Moves to crack down on dangerous dogs will be unveiled today by Auckland Council following a spate of maulings by dangerous breeds.
The council has been discussing tougher dog control rules since Darnell Minarapa-Brown, 7, was attacked by his uncle's pitbull terrier in Takanini on April 9, leaving him needing more than 100 facial stitches.
The council's regulatory and bylaws committee has been discussing a ban on dangerous breeds such as pitbull terriers, and registering owners.
Last night, committee chairman Calum Penrose said he believed the committee had reached a "pretty good spot" to address the issue, but declined to give details ahead of today's announcement.

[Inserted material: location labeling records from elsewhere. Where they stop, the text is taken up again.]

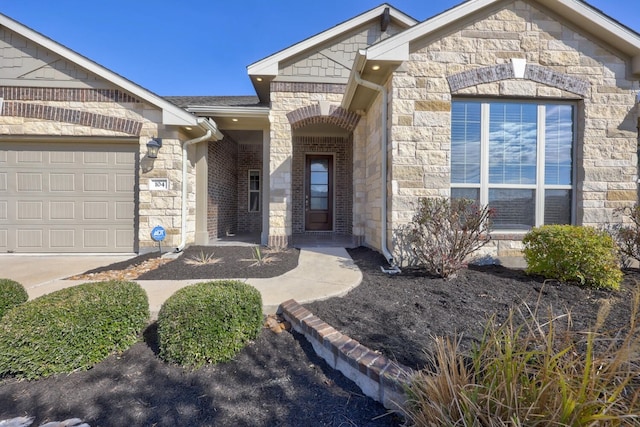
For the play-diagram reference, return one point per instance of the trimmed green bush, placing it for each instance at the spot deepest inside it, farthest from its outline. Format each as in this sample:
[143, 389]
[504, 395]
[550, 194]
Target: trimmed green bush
[71, 329]
[12, 294]
[208, 322]
[573, 254]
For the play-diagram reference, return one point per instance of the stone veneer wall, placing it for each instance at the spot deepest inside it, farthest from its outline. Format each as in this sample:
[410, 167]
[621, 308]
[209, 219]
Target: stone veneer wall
[368, 176]
[606, 151]
[98, 112]
[341, 149]
[287, 97]
[223, 186]
[249, 157]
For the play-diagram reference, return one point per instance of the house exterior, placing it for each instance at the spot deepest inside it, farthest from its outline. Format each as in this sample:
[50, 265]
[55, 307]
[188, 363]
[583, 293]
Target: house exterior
[529, 106]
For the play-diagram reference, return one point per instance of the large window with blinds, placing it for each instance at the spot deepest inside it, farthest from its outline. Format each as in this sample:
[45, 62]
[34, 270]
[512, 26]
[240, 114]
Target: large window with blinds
[516, 157]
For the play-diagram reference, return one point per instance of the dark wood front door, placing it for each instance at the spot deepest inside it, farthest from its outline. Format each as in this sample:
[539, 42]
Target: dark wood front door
[318, 198]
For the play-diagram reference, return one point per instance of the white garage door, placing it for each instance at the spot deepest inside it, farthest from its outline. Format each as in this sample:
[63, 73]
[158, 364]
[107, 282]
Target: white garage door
[67, 197]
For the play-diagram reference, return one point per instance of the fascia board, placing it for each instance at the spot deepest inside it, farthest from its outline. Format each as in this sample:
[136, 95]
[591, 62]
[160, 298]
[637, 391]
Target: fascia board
[230, 111]
[596, 22]
[269, 65]
[171, 114]
[350, 91]
[396, 48]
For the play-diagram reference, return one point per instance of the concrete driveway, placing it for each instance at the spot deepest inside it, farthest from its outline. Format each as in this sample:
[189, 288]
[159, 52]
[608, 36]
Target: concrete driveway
[36, 270]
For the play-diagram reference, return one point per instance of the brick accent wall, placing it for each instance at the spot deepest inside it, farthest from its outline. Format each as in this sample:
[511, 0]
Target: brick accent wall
[379, 378]
[68, 115]
[17, 93]
[287, 97]
[223, 184]
[342, 149]
[249, 157]
[311, 115]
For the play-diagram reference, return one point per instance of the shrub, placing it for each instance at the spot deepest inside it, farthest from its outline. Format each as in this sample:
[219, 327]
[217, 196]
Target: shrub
[533, 372]
[573, 254]
[71, 329]
[208, 322]
[628, 236]
[444, 232]
[12, 294]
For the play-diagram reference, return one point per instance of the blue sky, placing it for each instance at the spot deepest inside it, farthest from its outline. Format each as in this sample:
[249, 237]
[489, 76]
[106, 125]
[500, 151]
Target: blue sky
[202, 47]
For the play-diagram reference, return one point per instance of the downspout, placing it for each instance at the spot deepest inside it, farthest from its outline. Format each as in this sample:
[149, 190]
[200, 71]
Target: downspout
[211, 131]
[384, 142]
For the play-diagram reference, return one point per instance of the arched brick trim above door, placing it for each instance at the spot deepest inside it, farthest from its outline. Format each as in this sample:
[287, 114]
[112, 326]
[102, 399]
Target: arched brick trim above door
[323, 113]
[514, 70]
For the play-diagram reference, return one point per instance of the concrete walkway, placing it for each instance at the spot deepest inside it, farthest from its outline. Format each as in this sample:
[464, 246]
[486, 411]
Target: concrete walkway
[321, 273]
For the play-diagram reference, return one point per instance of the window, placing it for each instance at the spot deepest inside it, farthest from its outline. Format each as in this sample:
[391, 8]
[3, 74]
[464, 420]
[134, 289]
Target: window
[516, 157]
[254, 190]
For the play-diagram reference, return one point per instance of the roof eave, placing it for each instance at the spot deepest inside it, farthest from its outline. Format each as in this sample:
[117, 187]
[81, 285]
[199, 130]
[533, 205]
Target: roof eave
[171, 114]
[269, 66]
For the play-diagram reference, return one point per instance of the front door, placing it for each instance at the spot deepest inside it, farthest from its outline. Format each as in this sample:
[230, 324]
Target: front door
[318, 197]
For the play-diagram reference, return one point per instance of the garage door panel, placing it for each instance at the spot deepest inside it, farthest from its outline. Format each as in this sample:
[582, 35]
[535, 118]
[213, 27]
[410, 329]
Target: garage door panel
[62, 239]
[96, 182]
[96, 158]
[125, 183]
[62, 158]
[124, 210]
[29, 238]
[62, 182]
[62, 210]
[96, 210]
[67, 197]
[29, 210]
[124, 238]
[29, 157]
[29, 181]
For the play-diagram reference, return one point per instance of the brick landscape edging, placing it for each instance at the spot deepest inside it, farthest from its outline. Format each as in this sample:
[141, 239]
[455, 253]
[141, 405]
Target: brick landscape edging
[378, 377]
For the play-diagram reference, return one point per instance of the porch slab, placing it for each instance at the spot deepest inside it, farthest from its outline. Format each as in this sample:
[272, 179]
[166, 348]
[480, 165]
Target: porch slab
[321, 273]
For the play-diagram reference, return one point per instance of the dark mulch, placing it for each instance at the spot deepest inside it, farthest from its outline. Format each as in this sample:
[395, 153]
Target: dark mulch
[226, 262]
[399, 315]
[213, 262]
[278, 380]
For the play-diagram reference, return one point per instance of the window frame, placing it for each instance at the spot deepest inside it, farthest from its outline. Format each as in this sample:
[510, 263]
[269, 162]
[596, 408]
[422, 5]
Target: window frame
[258, 173]
[539, 187]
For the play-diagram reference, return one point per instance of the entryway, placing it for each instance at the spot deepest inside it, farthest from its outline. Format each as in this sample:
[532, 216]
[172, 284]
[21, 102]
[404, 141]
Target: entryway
[319, 193]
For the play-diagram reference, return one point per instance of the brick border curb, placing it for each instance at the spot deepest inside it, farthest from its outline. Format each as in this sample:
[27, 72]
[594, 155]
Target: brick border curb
[378, 377]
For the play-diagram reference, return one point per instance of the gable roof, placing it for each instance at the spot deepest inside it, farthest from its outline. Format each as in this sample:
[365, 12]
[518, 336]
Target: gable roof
[171, 114]
[391, 52]
[264, 70]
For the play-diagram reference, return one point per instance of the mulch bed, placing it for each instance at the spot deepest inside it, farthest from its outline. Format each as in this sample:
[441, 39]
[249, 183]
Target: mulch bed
[400, 315]
[278, 379]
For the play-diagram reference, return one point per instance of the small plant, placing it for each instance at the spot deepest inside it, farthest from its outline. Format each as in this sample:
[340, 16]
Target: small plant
[260, 258]
[71, 329]
[203, 258]
[12, 294]
[534, 372]
[628, 236]
[573, 254]
[444, 232]
[208, 322]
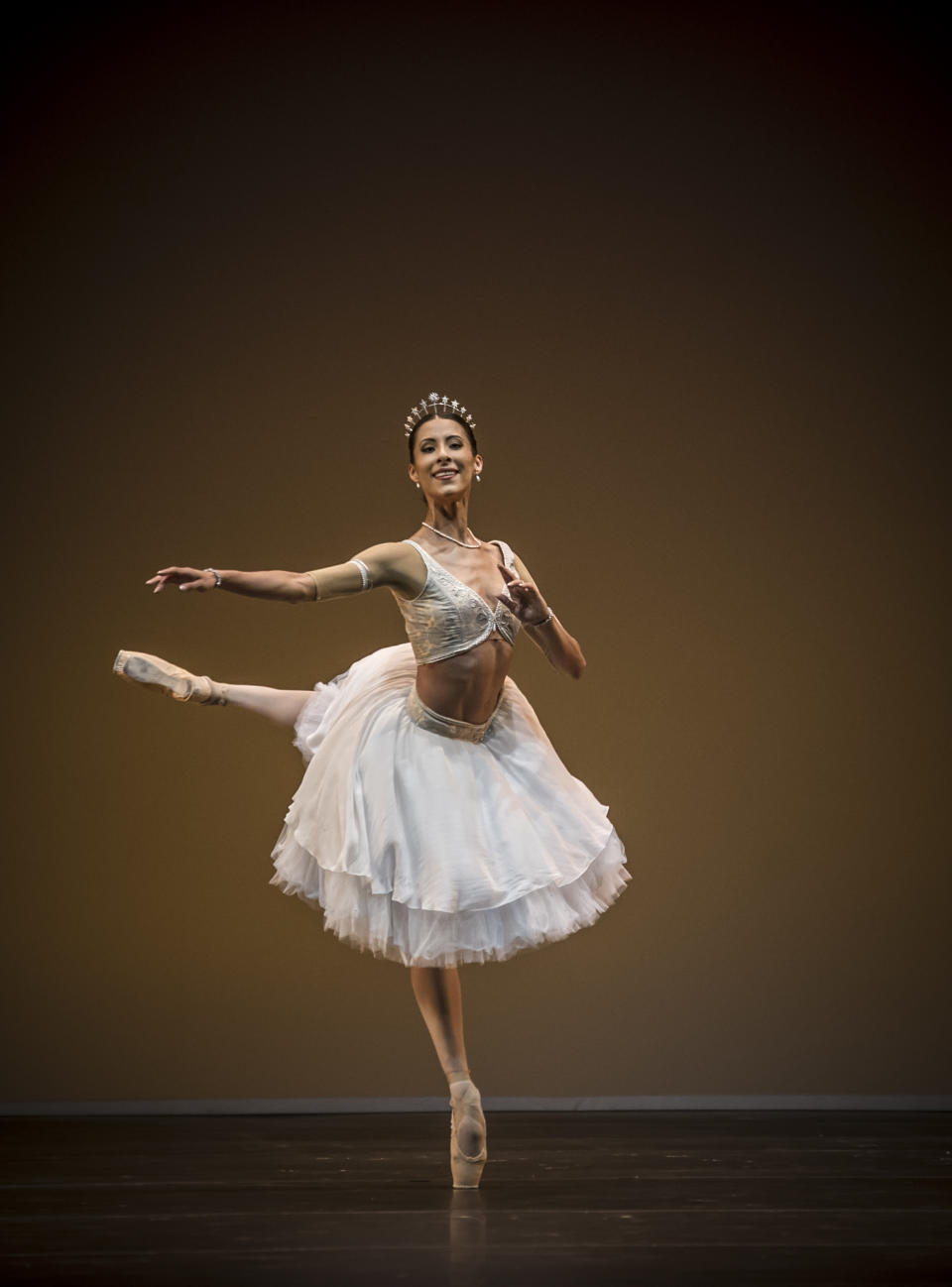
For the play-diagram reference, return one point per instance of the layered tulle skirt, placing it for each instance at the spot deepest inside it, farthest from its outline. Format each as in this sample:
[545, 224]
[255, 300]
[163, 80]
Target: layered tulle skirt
[432, 842]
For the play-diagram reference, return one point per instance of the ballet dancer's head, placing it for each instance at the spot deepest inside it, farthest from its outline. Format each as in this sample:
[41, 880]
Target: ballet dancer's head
[444, 458]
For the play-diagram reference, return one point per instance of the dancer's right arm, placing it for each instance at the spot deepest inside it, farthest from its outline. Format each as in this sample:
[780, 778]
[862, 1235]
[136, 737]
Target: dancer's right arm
[389, 564]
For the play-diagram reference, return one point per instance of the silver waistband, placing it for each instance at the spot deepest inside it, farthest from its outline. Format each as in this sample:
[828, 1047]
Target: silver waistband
[442, 725]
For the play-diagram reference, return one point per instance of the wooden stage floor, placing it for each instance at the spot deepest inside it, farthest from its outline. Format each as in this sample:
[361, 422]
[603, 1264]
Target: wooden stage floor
[778, 1199]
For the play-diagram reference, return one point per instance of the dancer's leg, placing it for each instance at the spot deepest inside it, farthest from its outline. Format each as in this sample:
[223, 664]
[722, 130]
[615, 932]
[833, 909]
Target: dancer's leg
[282, 705]
[440, 1000]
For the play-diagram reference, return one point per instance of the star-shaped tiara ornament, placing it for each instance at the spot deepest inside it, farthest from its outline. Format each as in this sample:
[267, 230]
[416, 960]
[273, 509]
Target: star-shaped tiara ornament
[435, 402]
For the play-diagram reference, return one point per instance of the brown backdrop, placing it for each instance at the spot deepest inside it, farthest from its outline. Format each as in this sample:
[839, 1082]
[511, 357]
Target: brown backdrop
[688, 275]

Police Minister Judith Collins, Manurewa MP Louisa Wall and representatives from the police, St John Ambulance and Housing New Zealand are due to attend the announcement at council's regional animal management centre in Manukau.
Council figures show the number of dog attacks and bites in Auckland has steadily been rising from 103 in November 2014 to 177 last month.

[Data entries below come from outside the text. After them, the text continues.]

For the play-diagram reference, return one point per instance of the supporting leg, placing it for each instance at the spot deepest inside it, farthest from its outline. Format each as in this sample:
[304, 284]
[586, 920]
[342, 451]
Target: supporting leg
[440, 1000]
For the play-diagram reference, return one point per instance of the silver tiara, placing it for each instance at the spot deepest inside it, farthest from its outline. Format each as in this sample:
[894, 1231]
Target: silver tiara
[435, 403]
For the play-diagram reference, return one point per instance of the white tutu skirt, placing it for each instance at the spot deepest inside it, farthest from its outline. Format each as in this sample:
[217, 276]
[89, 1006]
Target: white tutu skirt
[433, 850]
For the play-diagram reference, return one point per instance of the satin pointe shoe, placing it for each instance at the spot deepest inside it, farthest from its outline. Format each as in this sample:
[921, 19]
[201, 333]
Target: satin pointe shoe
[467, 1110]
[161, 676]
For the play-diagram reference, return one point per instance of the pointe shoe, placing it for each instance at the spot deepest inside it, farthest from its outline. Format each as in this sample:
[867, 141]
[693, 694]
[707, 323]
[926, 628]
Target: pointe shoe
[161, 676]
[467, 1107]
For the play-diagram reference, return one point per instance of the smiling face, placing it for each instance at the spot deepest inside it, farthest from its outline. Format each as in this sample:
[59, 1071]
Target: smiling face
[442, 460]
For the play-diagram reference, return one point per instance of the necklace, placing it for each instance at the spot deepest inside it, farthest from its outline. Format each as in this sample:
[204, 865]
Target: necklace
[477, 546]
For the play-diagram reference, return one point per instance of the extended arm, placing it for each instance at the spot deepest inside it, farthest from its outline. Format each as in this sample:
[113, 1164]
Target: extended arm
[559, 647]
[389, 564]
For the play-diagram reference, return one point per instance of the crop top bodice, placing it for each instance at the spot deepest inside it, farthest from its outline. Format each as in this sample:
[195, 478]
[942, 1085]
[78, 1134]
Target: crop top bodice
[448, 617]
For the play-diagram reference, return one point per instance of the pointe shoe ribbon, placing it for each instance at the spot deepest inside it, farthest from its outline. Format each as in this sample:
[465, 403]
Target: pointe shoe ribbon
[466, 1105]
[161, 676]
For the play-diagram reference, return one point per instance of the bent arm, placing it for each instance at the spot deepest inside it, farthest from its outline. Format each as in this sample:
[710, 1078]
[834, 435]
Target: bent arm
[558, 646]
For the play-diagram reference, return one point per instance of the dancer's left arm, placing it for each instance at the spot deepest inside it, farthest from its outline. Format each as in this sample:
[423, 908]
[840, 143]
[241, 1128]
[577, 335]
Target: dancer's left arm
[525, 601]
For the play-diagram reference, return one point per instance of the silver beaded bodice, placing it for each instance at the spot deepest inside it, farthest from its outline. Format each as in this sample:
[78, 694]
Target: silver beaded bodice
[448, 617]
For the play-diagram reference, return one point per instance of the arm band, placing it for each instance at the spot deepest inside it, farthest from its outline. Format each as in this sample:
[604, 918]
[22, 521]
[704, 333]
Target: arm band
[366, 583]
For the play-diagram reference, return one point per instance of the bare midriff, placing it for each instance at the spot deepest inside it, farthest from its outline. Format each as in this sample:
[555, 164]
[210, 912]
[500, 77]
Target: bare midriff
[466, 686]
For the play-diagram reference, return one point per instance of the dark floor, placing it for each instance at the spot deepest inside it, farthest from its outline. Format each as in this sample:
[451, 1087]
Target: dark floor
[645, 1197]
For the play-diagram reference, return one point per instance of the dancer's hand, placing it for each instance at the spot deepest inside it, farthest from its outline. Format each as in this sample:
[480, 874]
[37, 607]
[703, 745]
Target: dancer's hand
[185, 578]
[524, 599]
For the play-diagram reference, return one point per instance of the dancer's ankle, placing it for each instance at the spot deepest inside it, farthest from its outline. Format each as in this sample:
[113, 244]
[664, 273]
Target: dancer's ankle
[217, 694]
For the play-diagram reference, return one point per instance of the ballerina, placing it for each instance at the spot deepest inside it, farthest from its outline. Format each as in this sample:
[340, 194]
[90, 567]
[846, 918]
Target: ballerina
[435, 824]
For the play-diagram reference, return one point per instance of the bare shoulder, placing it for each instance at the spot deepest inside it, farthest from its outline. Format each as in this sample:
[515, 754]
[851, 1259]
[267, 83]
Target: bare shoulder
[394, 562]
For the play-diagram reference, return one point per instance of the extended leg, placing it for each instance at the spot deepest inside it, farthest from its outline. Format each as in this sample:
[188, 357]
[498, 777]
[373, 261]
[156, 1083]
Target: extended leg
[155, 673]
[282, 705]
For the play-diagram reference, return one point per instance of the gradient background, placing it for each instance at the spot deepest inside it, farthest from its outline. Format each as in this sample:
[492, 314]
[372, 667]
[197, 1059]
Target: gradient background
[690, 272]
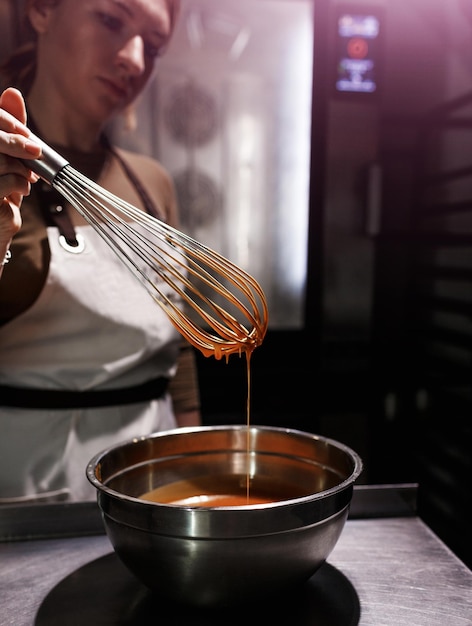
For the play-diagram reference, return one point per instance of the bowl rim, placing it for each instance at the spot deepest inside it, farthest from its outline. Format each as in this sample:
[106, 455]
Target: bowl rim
[102, 488]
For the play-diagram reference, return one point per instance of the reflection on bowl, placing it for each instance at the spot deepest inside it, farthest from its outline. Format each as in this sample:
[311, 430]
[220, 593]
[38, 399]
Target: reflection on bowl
[191, 549]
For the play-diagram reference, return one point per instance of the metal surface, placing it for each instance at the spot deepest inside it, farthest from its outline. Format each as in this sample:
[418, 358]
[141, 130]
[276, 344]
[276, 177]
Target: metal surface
[199, 555]
[382, 572]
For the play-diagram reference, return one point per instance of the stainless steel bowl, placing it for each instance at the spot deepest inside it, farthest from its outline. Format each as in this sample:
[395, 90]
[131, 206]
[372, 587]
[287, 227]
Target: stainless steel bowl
[217, 556]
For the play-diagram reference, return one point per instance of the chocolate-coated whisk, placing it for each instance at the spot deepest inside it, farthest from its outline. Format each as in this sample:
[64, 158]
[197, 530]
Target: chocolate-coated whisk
[215, 304]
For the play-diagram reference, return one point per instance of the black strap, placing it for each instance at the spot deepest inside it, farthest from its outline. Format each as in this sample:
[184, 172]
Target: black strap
[29, 398]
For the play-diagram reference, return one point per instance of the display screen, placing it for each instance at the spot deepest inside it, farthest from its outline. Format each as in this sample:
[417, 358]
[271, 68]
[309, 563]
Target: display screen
[358, 52]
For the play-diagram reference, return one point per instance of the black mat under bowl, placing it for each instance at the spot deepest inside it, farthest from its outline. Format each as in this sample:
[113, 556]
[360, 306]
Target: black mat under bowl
[104, 593]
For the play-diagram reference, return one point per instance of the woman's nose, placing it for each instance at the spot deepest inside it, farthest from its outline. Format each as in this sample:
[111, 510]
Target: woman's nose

The announcement comes after Courtney Godfrey was attacked by a large German Shepherd while out on an evening walk with her partner in Bayview on Monday evening.

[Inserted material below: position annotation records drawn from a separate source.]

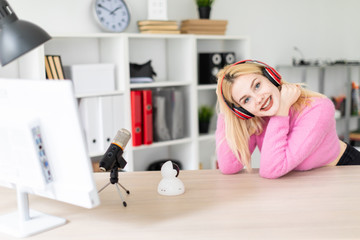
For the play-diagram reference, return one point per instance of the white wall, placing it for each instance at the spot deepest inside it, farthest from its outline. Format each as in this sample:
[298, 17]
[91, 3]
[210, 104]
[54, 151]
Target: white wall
[322, 29]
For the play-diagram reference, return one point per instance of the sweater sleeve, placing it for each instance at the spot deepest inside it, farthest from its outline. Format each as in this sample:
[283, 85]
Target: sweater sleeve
[285, 147]
[228, 163]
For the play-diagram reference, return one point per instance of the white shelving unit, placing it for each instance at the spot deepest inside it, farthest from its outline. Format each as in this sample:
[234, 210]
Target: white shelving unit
[174, 59]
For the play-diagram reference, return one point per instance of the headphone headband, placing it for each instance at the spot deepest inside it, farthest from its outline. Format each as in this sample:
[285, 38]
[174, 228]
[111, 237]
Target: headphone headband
[269, 72]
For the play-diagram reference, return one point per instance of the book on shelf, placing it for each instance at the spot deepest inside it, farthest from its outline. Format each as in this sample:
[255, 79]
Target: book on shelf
[204, 22]
[136, 117]
[204, 26]
[162, 31]
[158, 26]
[147, 116]
[156, 22]
[53, 67]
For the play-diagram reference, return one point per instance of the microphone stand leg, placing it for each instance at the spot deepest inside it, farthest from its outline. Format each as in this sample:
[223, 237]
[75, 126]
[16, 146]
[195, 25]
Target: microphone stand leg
[127, 191]
[122, 199]
[104, 187]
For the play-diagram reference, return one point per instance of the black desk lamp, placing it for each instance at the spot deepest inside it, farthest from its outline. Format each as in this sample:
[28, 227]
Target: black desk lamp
[17, 37]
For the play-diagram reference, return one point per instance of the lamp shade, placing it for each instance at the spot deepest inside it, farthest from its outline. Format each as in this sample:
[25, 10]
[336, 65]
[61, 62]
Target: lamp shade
[17, 37]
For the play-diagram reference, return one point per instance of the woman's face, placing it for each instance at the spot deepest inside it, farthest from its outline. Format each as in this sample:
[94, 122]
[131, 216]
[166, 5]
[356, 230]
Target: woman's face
[256, 94]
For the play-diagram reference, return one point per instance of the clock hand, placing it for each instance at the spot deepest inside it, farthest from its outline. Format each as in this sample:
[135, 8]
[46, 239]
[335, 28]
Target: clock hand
[99, 5]
[113, 11]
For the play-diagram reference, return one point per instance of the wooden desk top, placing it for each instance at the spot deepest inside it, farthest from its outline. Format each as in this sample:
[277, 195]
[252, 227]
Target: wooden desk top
[320, 204]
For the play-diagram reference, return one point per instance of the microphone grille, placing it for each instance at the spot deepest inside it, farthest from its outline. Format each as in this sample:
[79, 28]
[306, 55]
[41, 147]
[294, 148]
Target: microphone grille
[122, 138]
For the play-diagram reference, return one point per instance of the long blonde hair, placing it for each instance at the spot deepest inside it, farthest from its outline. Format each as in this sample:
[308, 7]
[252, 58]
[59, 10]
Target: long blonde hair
[238, 131]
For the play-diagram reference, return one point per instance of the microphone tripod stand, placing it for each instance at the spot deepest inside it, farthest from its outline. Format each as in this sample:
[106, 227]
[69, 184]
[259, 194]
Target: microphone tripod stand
[114, 179]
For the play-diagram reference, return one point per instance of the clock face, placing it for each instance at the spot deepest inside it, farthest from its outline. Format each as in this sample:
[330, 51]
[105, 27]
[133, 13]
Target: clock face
[113, 15]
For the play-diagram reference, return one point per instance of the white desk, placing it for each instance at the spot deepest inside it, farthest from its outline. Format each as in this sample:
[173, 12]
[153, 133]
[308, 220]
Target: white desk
[318, 204]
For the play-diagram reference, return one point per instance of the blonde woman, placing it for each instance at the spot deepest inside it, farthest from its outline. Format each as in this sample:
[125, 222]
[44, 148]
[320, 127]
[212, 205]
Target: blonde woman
[293, 128]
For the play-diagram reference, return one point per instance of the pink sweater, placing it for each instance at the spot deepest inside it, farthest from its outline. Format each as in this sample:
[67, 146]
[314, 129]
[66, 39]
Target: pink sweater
[288, 143]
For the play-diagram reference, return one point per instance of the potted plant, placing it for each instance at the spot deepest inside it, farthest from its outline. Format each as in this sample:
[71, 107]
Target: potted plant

The dog latched on to her arm and bit her rear, puncturing the skin.
Ms Godfrey, who works as a nanny, said it was the most terrifying experience of her life and is now calling for action to be taken towards helping victims of dog attacks.
"I heard this dog growling viciously and it was a growl I had never heard before and ... it kind of just launched out at me barking and growling and I just [freaked out]. It latched on to my arm and I just started screaming and I pulled my arm away and then it latched on to my bum and I was screaming for my partner ...
"He kicked it and it pretty much just ran home. If I didn't have him there it would have been a whole other story. It happened so quick."
Ms Godfrey sustained bruising to her arm and puncture wounds to her bottom. She has been prescribed antibiotics to ensure the wound does not become infected.
But the situation could have been much worse, she said.
"What if it was an elderly person or a child walking to school and the dog had attacked them and they didn't have [someone] to kick the dog away?
"You see all these dog attacks on the news and you think poor them but when you actually go through it, I was just thinking it was going to pin me down on the ground and kill me."
She is now calling for reparation for the victims of dog attacks.
"What I want to know is, yes owners get fined for their dogs attacking but why is that money going to the council or the government? The victim gets nothing. Who paid for my doctors bills and who has paid for my antibiotics?"
Ms Godfrey said she did not believe banning certain breeds of dog would be an effective solution.
"I don't think banning dangerous dogs is going to achieve anything because it's not the dog, it's the owner. How do you classify a dangerous dog when all breeds can attack."
Animal Management field services manager Simon Tredgett said the incident was under investigation.